Just sit and hunt, try not to think to much and just get in the zone.


----------



## iharangozo94 (Feb 27, 2009)

do you guys really shoot squirrels when youre waiting for deer?


----------



## kegan (Aug 28, 2006)

iharangozo94 said:


> do you guys really shoot squirrels when youre waiting for deer?


Here squirrel season opens a week after deer. I usualy go deer hunting for squirrel, carrying a blunt or other small game head. You get a better chance of making meat with a bushy tail than a white tail around here most of the time. Same goes for turkey. I'll go out for deer but keep a sharp eye open when the seasons overlap.


----------



## Questie (Feb 7, 2010)

kegan said:


> Here squirrel season opens a week after deer. I usualy go deer hunting for squirrel, carrying a blunt or other small game head. You get a better chance of making meat with a bushy tail than a white tail around here most of the time. Same goes for turkey.
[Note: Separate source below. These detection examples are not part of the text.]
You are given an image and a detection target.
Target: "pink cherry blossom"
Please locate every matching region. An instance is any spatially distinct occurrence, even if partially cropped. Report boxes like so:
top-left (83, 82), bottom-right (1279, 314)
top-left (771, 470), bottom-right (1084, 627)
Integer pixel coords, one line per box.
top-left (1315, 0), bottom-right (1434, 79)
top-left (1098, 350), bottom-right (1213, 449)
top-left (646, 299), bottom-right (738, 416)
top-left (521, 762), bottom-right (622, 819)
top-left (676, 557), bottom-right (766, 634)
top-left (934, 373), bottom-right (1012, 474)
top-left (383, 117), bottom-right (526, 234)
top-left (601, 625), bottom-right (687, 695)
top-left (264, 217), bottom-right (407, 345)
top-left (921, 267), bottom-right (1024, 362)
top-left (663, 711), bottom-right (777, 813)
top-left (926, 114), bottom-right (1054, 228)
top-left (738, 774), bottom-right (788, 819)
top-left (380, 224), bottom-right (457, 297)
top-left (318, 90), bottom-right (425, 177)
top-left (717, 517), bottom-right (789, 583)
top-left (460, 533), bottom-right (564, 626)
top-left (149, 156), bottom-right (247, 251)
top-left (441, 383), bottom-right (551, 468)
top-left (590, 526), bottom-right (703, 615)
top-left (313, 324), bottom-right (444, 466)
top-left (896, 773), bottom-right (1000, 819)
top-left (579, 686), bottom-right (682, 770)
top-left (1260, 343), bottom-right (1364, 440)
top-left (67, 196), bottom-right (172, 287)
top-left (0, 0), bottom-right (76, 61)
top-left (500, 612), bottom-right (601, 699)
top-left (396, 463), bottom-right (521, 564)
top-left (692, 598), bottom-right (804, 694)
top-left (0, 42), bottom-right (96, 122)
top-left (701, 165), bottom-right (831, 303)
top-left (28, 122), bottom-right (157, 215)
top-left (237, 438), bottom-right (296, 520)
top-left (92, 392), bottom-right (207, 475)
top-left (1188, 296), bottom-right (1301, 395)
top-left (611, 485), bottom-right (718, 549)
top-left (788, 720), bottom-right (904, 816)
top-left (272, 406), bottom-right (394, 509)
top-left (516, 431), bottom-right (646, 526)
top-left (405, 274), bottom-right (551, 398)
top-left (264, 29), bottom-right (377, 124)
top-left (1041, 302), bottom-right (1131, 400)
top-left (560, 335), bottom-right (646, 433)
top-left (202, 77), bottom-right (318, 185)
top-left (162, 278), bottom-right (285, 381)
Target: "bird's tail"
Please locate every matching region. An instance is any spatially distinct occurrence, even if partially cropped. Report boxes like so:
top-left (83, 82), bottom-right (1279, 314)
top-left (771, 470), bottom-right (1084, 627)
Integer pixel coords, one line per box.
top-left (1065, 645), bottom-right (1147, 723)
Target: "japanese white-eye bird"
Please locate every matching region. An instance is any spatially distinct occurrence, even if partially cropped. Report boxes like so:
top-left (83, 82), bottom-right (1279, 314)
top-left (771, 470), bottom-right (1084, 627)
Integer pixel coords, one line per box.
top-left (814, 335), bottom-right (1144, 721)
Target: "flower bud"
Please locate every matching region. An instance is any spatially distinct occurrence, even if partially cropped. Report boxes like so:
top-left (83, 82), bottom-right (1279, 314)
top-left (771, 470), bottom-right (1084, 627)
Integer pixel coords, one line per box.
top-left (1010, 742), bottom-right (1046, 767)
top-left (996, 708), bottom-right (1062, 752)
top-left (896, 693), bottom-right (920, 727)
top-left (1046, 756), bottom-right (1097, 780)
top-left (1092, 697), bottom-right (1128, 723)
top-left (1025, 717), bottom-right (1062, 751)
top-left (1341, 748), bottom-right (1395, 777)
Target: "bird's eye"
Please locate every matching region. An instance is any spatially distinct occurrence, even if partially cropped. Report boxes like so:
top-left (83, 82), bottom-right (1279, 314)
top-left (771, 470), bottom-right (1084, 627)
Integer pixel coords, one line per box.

I'll go out for deer but keep a sharp eye open when the seasons overlap.


We don't have a squirrel season or a limit, so I just kill em if they bug me.


----------



## TaylorDennis92 (Apr 30, 2009)

i've got 2 squirrels so far


----------



## BowBoy78 (Aug 17, 2009)

no offense to you ignition but if you shot one of our stock cows, we would hang you out to dry... ever heard of the incodent many years ago that people were shooting deer with them for practice?well the deer would run off and eventualy have so much internal bleeding that they would die. not tryin to make anybody mad but dont be tryin that stuff... them cows aint hurtin nothin... besides they show the deer that the place is secure and safe to feed


----------



## browningRAGE (Dec 19, 2009)

i either text or read my bible when i'm in a stand to pass some time....shooting squirrels doesn't hurt either, got 4 squirrels since jr. season opened up last week.


----------



## kegan (Aug 28, 2006)

BowBoy78 said:


> them cows aint hurtin nothin... besides they show the deer that the place is secure and safe to feed


Actually, though there are always exceptions, most wild animals are leary of cows. There was an article in an old Game News about how most deer will avoid areas if there are several cows there. Since PA hsa alot of farms, they suggest just moving your stand to an adjecent area.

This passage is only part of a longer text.